L’incertezza lascia anche spazio a false affermazioni – che, nel bel mezzo di un’epidemia, possono “portare a comportamenti che amplificano la trasmissione della malattia”, scrive l’epidemiologo Adam Kucharski in The Guardian. Siamo pessimi nel mancanza di volontà nell’individuare la disinformazione online, troppo spesso accettiamo superficialmente le notizie che leggiamo senza verificarle. E poi iniziamo a:

  • credere a ciò che ripetutamente leggiamo,
  • cercare informazioni che convalidino i nostri stereotipi sociali,
  • ricordare cose che suscitano forti emozioni più di quelle che non le suscitano.
  •  cercare sulla pressione della paura un capro espiatorio, individuare la colpa negli altri.

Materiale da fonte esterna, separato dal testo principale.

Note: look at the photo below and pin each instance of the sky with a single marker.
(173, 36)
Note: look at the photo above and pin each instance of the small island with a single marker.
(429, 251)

L’epidemia ha avuto origine a Wuhan, in Cina,  quindi i sentimenti e gli attacchi anti-cinesi sono aumentati. Le emozioni che stiamo vivendo con probabilità possono spingerci a fare scelte irrazionali, basate proprio sui nostri pregiudizi. Quando le persone reagiscono per una forte emozione, possono fare scelte rapide e irrazionali per rassicurarsi trovando un nemico esterno che permetta di trovare una spiegazione razionale e rassicurante.

Metin Başoğlu, professore di psichiatria e fondatore dell’Istanbul Center for Behavior Research & Therapy, ha studiato la risposta emotiva e comportamentale dei sopravvissuti al terremoto e vede dei paralleli nelle reazioni odierne al coronavirus.

Dopo il grave terremoto che ha colpito la Turchia nel 1999, uccidendo 17.123 persone e ferendone 43.953, Başoğlu afferma che molti sopravvissuti si sono rifiutati di tornare nelle loro case, scegliendo invece di vivere per mesi in campi all’aperto. Ma il suo team si è reso conto che “se incoraggiamo le persone a tornare nelle loro case, si riprendono in fretta”.

Lui e i suoi colleghi hanno sviluppato un metodo per affrontare lo stress post-traumatico chiamato Control Focused Behavioral Treatment (CFBT), che nasce dall’osservazione che l’esposizione a una fonte di stress può creare un senso di controllo su di essa – una lezione che, secondo lui, si applica alle epidemie, che sono anche incontrollabili e imprevedibili. “Non si può controllare ogni singolo rischio che si presenta nella vita e condurre una vita significativa, ragionevole e produttiva allo stesso tempo”, dice. “Evitare in modo estensivo e irrealistico non è compatibile con la sopravvivenza”.

Questi esperti raccomandano di fare il possibile per riaffermare un senso di controllo sulle proprie paure, senza esagerare e rischiare di contribuire al panico pubblico.

Le misure precauzionali comuni sono particolarmente importanti data l’alta probabilità di contrarre la Covid-19 che includono le norme varate dal governo italiano: l’autoisolamento, lavarsi regolarmente le mani con acqua e sapone e limitare le uscite a motivi solamente necessari (sanitari, sostentamento e lavoro).

L’epidemia che stiamo vivendo può colpire negativamente le persone che già soffrono di disturbi psicologici  come la depressione, l’ansia e il disturbo ossessivo-compulsivo. I social possono essere di supporto per restare in contatto via cellulare con persone di cui si ha fiducia nonché i network televisivi e sul web più accreditati e sicuri.